Las democracias liberales vienen sufriendo fuertes turbulencias desde el estallido de la crisis financiera de 2008. Allí donde pierde credibilidad la promesa del crecimiento económico indefinido –confrontadas como están las sociedades desarrolladas con los efectos indeseados de la modernización y la globalización: cambio climático, desigualdad económica, tensiones migratorias– aparecen movimientos ideológicos y fuerzas políticas que empujan en dirección opuesta a la sociedad abierta.

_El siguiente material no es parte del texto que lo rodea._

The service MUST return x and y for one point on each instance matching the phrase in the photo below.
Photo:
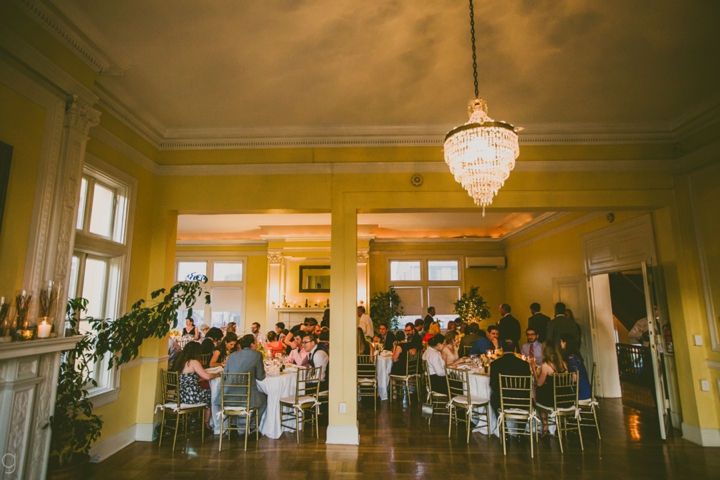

Es una lista larga: el populismo que explota el ideal democrático del gobierno popular para estimular el malestar social y, si llega al poder, desactiva los controles liberales e impone una visión antipluralista de la sociedad; el nacionalismo etnocéntrico que actúa en su propio nombre o permea el discurso populista, reclamando el derecho a la autodeterminación o el abandono de entidades supranacionales como la UE; las políticas de la identidad que cuestionan el universalismo ilustrado y perturban la conversación pública mediante la aplicación de la cultura de la cancelación en el marco de las guerras culturales; el despliegue de versiones extremas de doctrinas políticas conocidas (conservadurismo, feminismo, ecologismo) y la difusión de nuevos discursos (teoría decolonial, ideología woke, decrecimiento), siendo rasgo común a todos ellos el rechazo del pluralismo en nombre del bien superior –dogma– que sus defensores dicen representar.

Estos fenómenos no se producen en el vacío. El estilo político del populismo ha contaminado las democracias liberales y son pocos los partidos que renuncian a usar sus herramientas para competir por el poder. Ahí tenemos la personalización creciente de la política, con el renovado protagonismo de los hombres fuertes y los líderes cesaristas de orientación providencial; la importación del método norteamericano de las elecciones primarias a los partidos europeos ha reforzado esta funesta tendencia plebiscitaria. Tampoco los ciudadanos que participan en la esfera pública a través de las redes sociales se privan de manifestar el deseo de que su tribu política prevalezca sobre el resto: ni la tolerancia ni la deliberación pasan por su mejor momento. Es así razonable preguntarse cuántos ciudadanos son realmente demócratas. O lo que es igual: ¿cuántos aceptarían sin pestañear vivir en un régimen político iliberal –una democracia aclamativa– donde los suyos gobernasen para siempre? Súmense el regreso del estatalismo y la nueva legitimación del intervencionismo público, que a la vista de lo sucedido durante la pandemia no tendrá dificultades para llevarse a la práctica.

Se diría entonces que la causa de la sociedad abierta se debilita a ojos vista. Eso no quiere decir que vaya a desaparecer: sigue siendo la mejor forma de organizar políticamente la convivencia pacífica de grupos humanos heterogéneos sin renunciar al ejercicio de la libertad personal y el autogobierno colectivo. Pero sus nuevos enemigos ya están aquí. Y no dan tregua.